Ziba
(Zi̱ba).
De knecht van Sauls huisgezin door wie David bij navraag werd ingelicht over Jonathans kreupele zoon Mefiboseth. David haalde Mefiboseth naar Jeruzalem en droeg de gehele zorg voor Mefiboseths erfdeel op aan Ziba, diens vijftien zonen en twintig knechten (2Sa 9:2-12 [algemeen wordt aangenomen dat de woorden „mijn tafel” in vers 11 op een afschrijffout berusten en dat er oorspronkelijk „Davids tafel” heeft gestaan; een andere mogelijkheid is dat Ziba Davids woorden letterlijk herhaalde]). Toen David wegens de opstand van Absalom uit Jeruzalem vluchtte, bracht Ziba hem voedselvoorraden en rijdieren, die hij dringend nodig had. Ziba liet Mefiboseth echter thuis, hoewel deze had willen meekomen, en zei tegen David dat Mefiboseth opzettelijk in Jeruzalem bleef omdat hij hoopte het koningschap voor het huis van Saul te kunnen herwinnen. Als reactie hierop droeg David, zonder de kwestie nader te onderzoeken, het bezit van Mefiboseth aan Ziba over. — 2Sa 16:1-4.

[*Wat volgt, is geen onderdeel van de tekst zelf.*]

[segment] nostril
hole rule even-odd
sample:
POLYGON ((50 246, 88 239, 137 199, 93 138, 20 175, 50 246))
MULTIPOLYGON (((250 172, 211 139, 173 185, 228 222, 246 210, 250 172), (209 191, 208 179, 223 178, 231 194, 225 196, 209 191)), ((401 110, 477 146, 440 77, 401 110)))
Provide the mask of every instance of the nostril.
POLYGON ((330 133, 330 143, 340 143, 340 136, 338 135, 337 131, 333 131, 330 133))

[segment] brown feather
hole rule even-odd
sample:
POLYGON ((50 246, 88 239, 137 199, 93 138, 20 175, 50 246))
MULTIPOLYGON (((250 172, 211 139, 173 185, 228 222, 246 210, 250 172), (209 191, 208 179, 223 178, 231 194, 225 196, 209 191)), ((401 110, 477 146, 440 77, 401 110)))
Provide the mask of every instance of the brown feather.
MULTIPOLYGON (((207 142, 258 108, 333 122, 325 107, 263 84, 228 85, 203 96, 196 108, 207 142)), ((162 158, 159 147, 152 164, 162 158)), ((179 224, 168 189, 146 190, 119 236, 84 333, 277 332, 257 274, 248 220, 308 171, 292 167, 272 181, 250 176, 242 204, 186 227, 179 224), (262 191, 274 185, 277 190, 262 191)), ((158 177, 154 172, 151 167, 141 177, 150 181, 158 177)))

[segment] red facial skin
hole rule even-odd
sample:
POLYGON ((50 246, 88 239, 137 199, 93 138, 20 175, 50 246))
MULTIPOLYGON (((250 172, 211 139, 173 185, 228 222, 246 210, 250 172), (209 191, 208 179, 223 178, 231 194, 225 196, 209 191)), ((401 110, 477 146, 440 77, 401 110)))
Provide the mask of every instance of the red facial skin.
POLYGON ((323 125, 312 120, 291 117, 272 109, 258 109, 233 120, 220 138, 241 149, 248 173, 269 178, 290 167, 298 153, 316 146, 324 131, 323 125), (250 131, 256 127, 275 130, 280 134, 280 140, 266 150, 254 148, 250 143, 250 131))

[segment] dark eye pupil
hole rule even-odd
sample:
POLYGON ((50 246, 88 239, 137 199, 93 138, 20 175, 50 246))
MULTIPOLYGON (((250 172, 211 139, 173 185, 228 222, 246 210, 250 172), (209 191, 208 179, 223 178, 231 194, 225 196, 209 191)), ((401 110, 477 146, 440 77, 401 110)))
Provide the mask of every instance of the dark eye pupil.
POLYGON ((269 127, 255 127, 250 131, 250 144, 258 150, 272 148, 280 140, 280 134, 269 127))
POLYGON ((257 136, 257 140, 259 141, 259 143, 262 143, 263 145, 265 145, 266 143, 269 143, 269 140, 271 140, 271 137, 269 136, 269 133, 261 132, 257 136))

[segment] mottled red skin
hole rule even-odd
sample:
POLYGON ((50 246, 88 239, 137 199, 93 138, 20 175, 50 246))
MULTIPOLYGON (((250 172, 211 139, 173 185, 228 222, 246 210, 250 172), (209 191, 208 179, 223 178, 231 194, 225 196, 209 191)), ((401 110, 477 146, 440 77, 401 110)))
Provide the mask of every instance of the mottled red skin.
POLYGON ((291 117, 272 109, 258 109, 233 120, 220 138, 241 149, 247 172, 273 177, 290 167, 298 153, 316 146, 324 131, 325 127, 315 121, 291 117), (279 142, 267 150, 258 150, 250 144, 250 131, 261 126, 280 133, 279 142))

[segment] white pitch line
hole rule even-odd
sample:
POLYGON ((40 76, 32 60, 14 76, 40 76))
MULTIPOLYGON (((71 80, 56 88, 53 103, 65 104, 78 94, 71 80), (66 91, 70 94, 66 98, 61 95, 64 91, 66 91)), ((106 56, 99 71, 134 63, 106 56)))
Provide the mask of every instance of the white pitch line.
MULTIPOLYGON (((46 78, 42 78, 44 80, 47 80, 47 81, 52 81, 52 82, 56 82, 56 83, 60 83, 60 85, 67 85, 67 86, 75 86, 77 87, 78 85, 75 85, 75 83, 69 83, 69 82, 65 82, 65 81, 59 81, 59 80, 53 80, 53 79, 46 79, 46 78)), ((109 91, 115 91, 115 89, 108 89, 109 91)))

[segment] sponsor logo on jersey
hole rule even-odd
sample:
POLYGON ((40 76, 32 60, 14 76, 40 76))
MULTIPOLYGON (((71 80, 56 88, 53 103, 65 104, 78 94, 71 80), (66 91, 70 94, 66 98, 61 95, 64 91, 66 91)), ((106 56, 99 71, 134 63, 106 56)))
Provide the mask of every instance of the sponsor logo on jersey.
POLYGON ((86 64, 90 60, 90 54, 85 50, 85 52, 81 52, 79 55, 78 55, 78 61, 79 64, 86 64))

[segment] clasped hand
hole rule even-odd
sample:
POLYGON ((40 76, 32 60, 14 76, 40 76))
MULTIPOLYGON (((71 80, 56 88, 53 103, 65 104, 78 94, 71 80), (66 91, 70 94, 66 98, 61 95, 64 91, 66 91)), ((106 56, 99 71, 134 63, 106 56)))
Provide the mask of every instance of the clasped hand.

Toen David terugkeerde, nadat de opstand neergeslagen was, behoorde Ziba tot de eersten die de koning begroetten. Vervolgens kwam Mefiboseth David tegemoet, heette hem welkom en stelde hem in kennis van het bedrog en de lasterlijke aantijging van Ziba. In het licht van deze nieuwe ontwikkelingen besloot David nu dat het bezit tussen Mefiboseth en Ziba verdeeld moest worden. Mefiboseth zei echter: „Laat hij [Ziba] zelfs alles nemen, nu mijn heer de koning in vrede naar zijn huis is gekomen.” — 2Sa 19:17, 24-30.